Glaucoma is the leading cause of blindness in middle-aged dogs and occurs in approximately 8% of dogs in the U.S. Normal healthy eyes contain and have a continuous flow of liquid substance called aqueous. In glaucoma, there is an obstruction to this flow and a consequent build-up of pressure inside the eye. Some cases of glaucoma are congenital while others develop secondary to infections, cataracts, tumors, etc. Certain breeds of dogs are more predisposed to this disease including the Cocker Spaniel, Beagle, Basset Hound and Siberian husky.

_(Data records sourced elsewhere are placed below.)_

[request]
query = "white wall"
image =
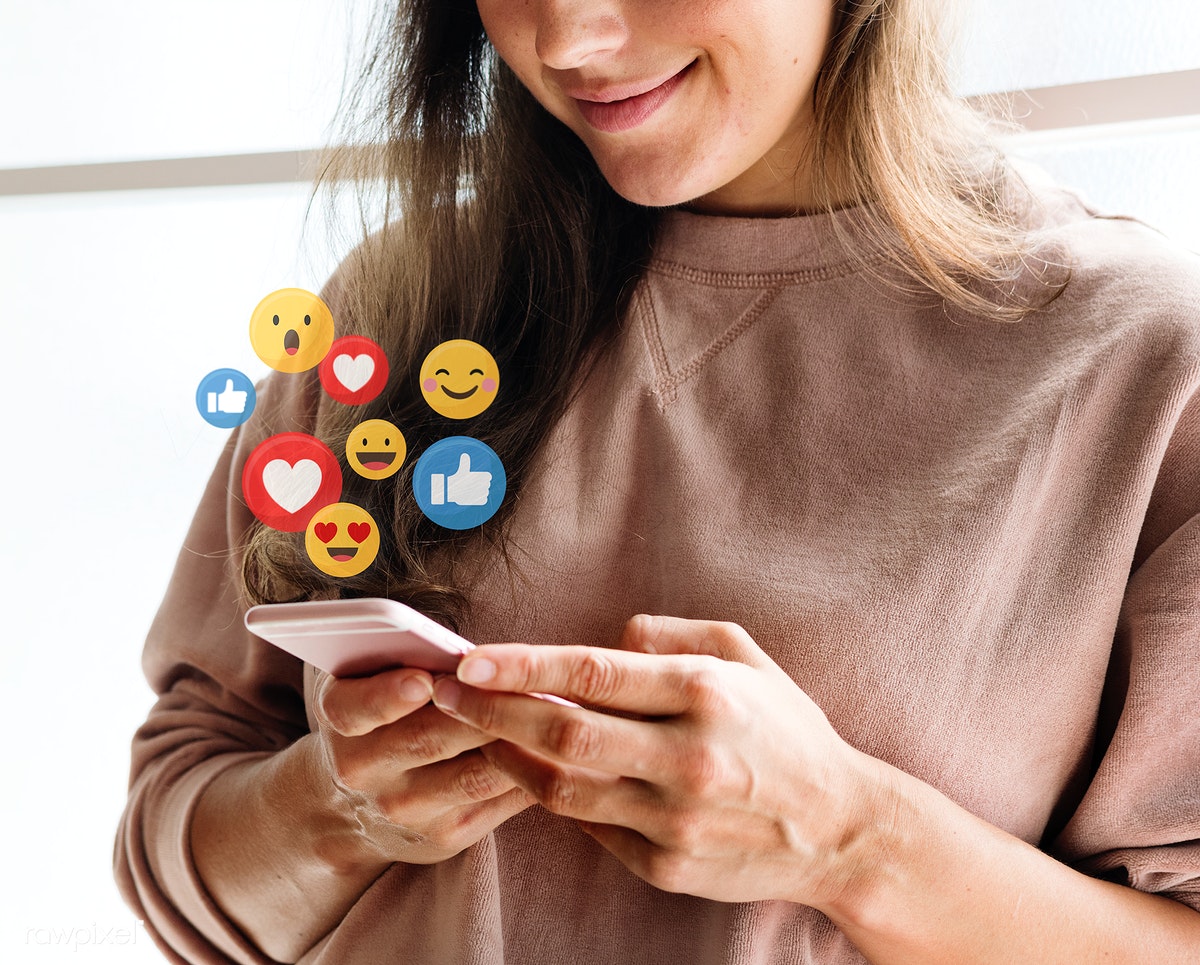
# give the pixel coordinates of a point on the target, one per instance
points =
(113, 306)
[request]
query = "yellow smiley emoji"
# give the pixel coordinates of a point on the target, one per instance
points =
(342, 539)
(460, 378)
(375, 449)
(292, 330)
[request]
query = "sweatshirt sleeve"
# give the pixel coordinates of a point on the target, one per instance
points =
(1139, 819)
(223, 696)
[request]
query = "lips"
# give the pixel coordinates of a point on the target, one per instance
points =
(377, 461)
(613, 114)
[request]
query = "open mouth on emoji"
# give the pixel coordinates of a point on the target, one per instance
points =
(377, 461)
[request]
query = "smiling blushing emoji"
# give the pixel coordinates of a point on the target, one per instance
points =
(460, 378)
(342, 539)
(375, 449)
(292, 330)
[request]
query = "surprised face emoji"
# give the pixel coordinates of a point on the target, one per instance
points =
(292, 330)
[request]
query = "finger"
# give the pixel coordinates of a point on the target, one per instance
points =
(617, 679)
(471, 778)
(664, 868)
(664, 635)
(577, 792)
(354, 706)
(570, 735)
(418, 739)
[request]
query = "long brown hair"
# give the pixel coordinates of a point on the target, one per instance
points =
(486, 219)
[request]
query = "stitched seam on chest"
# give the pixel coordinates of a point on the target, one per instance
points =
(667, 383)
(761, 279)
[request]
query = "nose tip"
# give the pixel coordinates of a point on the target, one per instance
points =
(570, 39)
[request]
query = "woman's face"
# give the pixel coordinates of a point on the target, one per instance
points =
(706, 102)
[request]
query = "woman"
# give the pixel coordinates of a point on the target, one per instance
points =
(904, 448)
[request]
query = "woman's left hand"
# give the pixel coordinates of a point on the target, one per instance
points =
(729, 783)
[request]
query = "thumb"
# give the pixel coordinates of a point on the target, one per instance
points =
(726, 641)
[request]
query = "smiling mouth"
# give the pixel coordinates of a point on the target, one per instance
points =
(376, 461)
(612, 117)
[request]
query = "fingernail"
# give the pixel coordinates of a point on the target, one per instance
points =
(447, 694)
(415, 689)
(477, 670)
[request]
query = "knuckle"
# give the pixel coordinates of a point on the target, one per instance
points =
(705, 687)
(557, 791)
(574, 738)
(667, 870)
(349, 772)
(681, 832)
(595, 677)
(424, 742)
(701, 772)
(479, 780)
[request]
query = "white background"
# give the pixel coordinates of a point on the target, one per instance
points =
(113, 306)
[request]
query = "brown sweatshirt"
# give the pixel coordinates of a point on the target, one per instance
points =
(975, 544)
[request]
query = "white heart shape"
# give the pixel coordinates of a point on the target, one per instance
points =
(292, 486)
(354, 371)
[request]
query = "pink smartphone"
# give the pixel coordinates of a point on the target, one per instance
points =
(355, 637)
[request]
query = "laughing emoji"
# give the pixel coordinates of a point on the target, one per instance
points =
(375, 449)
(460, 378)
(292, 330)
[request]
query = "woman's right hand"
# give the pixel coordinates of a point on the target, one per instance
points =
(415, 783)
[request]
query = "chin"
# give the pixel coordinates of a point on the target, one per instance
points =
(655, 192)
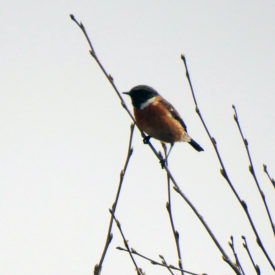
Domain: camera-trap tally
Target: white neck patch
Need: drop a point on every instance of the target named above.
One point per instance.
(146, 103)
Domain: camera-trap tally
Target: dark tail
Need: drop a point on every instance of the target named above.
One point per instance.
(195, 145)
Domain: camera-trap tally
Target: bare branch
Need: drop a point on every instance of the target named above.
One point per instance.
(154, 262)
(231, 244)
(98, 267)
(138, 270)
(169, 209)
(252, 170)
(223, 170)
(256, 267)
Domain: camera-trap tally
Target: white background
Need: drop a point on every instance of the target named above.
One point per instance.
(64, 135)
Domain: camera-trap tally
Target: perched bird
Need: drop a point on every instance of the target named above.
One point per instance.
(158, 118)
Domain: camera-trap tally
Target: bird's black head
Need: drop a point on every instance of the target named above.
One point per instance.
(140, 94)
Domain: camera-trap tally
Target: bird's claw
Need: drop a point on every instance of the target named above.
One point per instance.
(146, 139)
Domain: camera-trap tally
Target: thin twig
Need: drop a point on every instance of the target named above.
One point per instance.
(270, 178)
(159, 156)
(169, 209)
(252, 170)
(138, 270)
(164, 262)
(256, 267)
(98, 267)
(154, 262)
(231, 244)
(223, 170)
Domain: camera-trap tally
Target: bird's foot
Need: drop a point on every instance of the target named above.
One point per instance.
(146, 139)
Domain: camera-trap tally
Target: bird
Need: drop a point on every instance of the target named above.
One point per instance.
(158, 118)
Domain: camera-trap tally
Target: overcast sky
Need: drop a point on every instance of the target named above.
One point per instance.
(64, 134)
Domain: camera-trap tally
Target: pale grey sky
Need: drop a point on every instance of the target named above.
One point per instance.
(64, 135)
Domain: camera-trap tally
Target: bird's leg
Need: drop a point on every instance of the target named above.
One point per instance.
(146, 139)
(171, 146)
(164, 161)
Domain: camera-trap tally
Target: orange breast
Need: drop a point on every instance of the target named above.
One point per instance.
(157, 122)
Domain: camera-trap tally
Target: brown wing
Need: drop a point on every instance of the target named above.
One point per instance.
(173, 112)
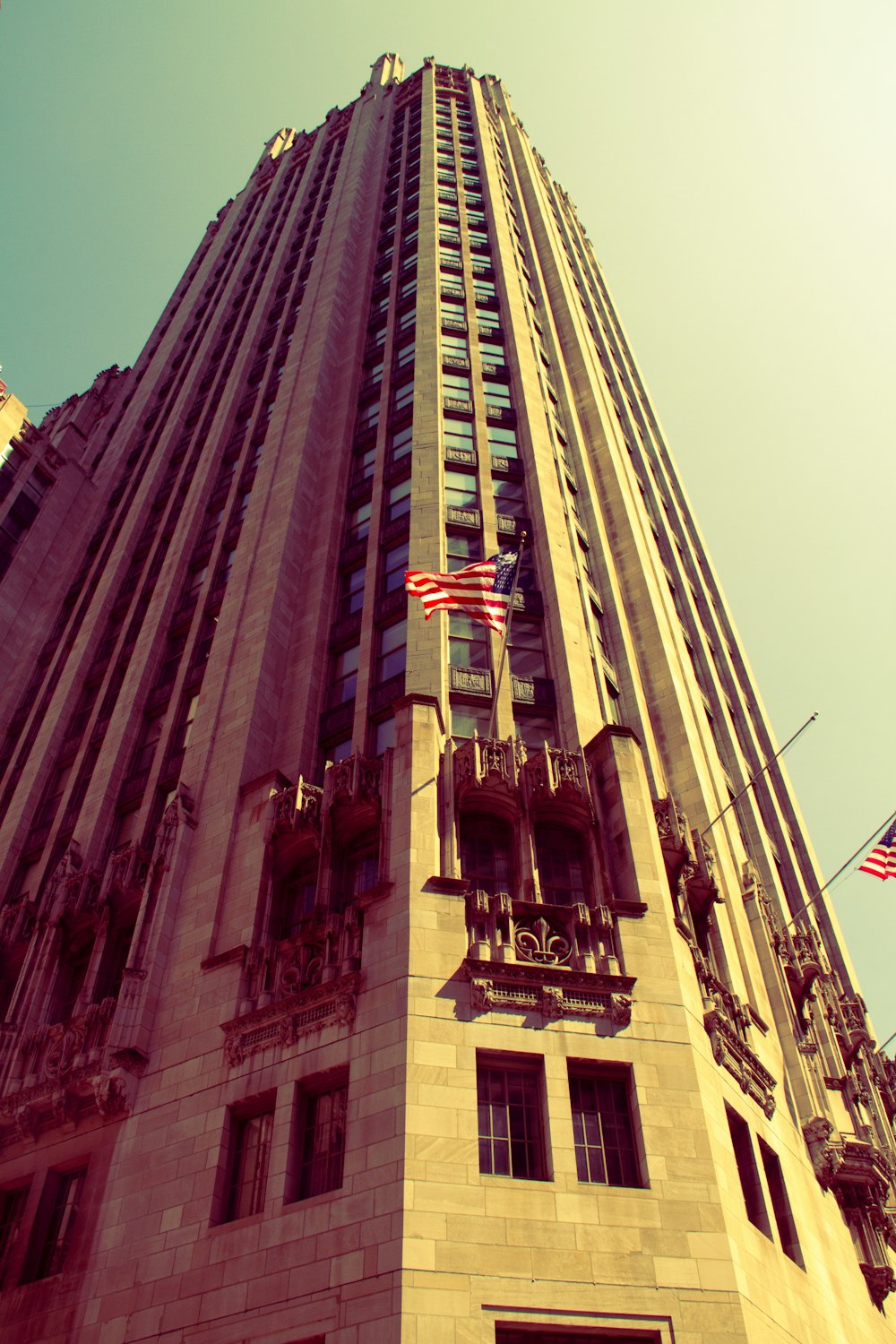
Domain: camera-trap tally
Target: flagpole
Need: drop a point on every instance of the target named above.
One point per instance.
(852, 857)
(505, 637)
(750, 782)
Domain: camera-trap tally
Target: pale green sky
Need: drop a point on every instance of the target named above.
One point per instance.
(734, 166)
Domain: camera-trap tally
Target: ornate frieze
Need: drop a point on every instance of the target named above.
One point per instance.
(551, 992)
(66, 1072)
(289, 1019)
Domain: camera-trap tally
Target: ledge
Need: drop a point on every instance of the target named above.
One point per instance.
(554, 992)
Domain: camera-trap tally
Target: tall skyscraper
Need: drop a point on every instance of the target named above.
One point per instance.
(330, 1010)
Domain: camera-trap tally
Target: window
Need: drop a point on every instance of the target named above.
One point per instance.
(148, 742)
(351, 591)
(535, 728)
(368, 417)
(462, 550)
(13, 1204)
(503, 441)
(250, 1156)
(54, 1225)
(454, 346)
(460, 489)
(458, 435)
(395, 562)
(780, 1204)
(323, 1142)
(72, 972)
(359, 523)
(525, 645)
(398, 500)
(295, 897)
(487, 854)
(468, 642)
(405, 355)
(455, 384)
(344, 679)
(392, 650)
(748, 1172)
(497, 394)
(363, 465)
(562, 866)
(400, 444)
(383, 736)
(509, 497)
(403, 397)
(602, 1128)
(509, 1109)
(358, 870)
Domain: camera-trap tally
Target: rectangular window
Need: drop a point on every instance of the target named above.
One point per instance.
(392, 650)
(344, 677)
(511, 1129)
(509, 497)
(403, 397)
(400, 444)
(323, 1142)
(462, 550)
(525, 650)
(13, 1206)
(748, 1172)
(351, 591)
(398, 500)
(602, 1128)
(460, 489)
(54, 1226)
(359, 523)
(468, 642)
(458, 433)
(395, 562)
(250, 1158)
(503, 441)
(780, 1204)
(497, 394)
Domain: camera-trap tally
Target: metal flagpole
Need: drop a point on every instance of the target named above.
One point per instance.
(852, 857)
(506, 636)
(750, 784)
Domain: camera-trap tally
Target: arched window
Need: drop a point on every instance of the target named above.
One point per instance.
(116, 951)
(295, 897)
(563, 866)
(72, 972)
(487, 854)
(357, 871)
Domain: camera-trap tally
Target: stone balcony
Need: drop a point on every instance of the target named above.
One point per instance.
(552, 960)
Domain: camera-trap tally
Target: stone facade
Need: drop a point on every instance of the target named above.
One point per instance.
(330, 1010)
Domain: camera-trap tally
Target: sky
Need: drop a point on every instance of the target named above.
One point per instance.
(732, 161)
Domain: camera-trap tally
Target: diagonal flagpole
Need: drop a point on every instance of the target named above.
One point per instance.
(505, 637)
(852, 859)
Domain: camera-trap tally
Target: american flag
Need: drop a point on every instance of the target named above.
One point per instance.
(882, 860)
(481, 590)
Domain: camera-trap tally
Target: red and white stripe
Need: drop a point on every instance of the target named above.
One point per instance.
(469, 590)
(880, 862)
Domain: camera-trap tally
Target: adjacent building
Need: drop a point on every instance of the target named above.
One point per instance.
(332, 1012)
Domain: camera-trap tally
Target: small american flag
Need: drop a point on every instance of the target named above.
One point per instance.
(481, 590)
(882, 860)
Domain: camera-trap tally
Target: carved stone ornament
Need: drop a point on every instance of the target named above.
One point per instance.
(739, 1059)
(65, 1107)
(551, 991)
(880, 1282)
(113, 1093)
(285, 1021)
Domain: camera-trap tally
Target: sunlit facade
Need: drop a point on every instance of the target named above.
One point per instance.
(328, 1015)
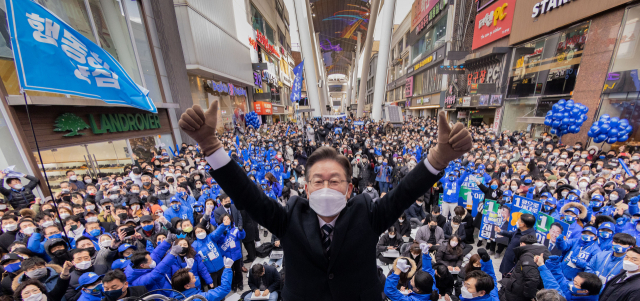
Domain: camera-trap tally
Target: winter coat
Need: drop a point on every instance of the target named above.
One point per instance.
(158, 277)
(553, 279)
(509, 260)
(216, 294)
(19, 199)
(576, 255)
(231, 243)
(605, 265)
(525, 280)
(209, 251)
(423, 235)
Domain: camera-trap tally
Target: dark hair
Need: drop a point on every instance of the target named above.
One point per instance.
(180, 279)
(528, 219)
(484, 282)
(138, 258)
(113, 275)
(256, 270)
(473, 259)
(528, 239)
(32, 262)
(624, 239)
(591, 283)
(18, 293)
(329, 153)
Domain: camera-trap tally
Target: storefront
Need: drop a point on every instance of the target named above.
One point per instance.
(95, 141)
(550, 41)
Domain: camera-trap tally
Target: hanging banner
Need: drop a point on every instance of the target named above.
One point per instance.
(520, 206)
(297, 83)
(470, 195)
(491, 217)
(51, 56)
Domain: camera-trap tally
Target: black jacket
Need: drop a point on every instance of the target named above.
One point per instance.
(525, 280)
(626, 290)
(311, 275)
(270, 280)
(23, 198)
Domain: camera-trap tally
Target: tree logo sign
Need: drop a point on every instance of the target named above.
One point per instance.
(70, 122)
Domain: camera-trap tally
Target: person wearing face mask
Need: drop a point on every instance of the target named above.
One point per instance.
(624, 286)
(19, 196)
(577, 252)
(34, 290)
(584, 286)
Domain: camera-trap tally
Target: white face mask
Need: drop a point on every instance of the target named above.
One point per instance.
(629, 266)
(327, 202)
(465, 293)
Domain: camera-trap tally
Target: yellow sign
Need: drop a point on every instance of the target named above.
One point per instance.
(424, 62)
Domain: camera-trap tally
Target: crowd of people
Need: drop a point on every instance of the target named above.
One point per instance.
(165, 224)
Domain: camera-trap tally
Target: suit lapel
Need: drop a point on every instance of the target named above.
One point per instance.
(311, 228)
(339, 234)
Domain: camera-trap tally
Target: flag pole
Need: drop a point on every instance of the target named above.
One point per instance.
(44, 170)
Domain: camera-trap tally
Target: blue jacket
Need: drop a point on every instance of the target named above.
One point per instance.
(487, 267)
(577, 255)
(156, 278)
(209, 251)
(216, 294)
(553, 279)
(185, 212)
(231, 243)
(606, 265)
(392, 292)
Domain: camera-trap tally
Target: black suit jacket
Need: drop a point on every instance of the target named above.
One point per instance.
(351, 272)
(235, 214)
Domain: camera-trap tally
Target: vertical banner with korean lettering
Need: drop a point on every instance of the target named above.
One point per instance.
(51, 56)
(520, 206)
(470, 195)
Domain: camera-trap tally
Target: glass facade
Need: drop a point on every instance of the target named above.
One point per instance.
(548, 66)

Symptoms of glaucoma may include pain, redness, or a bulging eye with a large pupil. Signs your dog may show you in the early stages of glaucoma re squinting, lethargy, or being head shy. The veterinarian can diagnose glaucoma readily with a pen-like device called tonopen which measures intraocular pressure. Glaucoma is treated with variety of topical medications as well as oral and intravenous medications. Unfortunately, the prognosis for vision in certain types of glaucoma is guarded and most dogs will ultimately require surgery to lower the pressures or to remove a blind and very painful eye.
Oftentimes, the symptoms of glaucoma are subtle initially and intraocular pressure can change rapidly. If you suspect that your pet is having problems with its eyes, this is an emergency and it is best to have it examined by a veterinarian as soon as possible. Early diagnosis and treatment are the keys to preserving vision and ultimately most dogs benefit from the care and expertise of a veterinary ophthalmologist.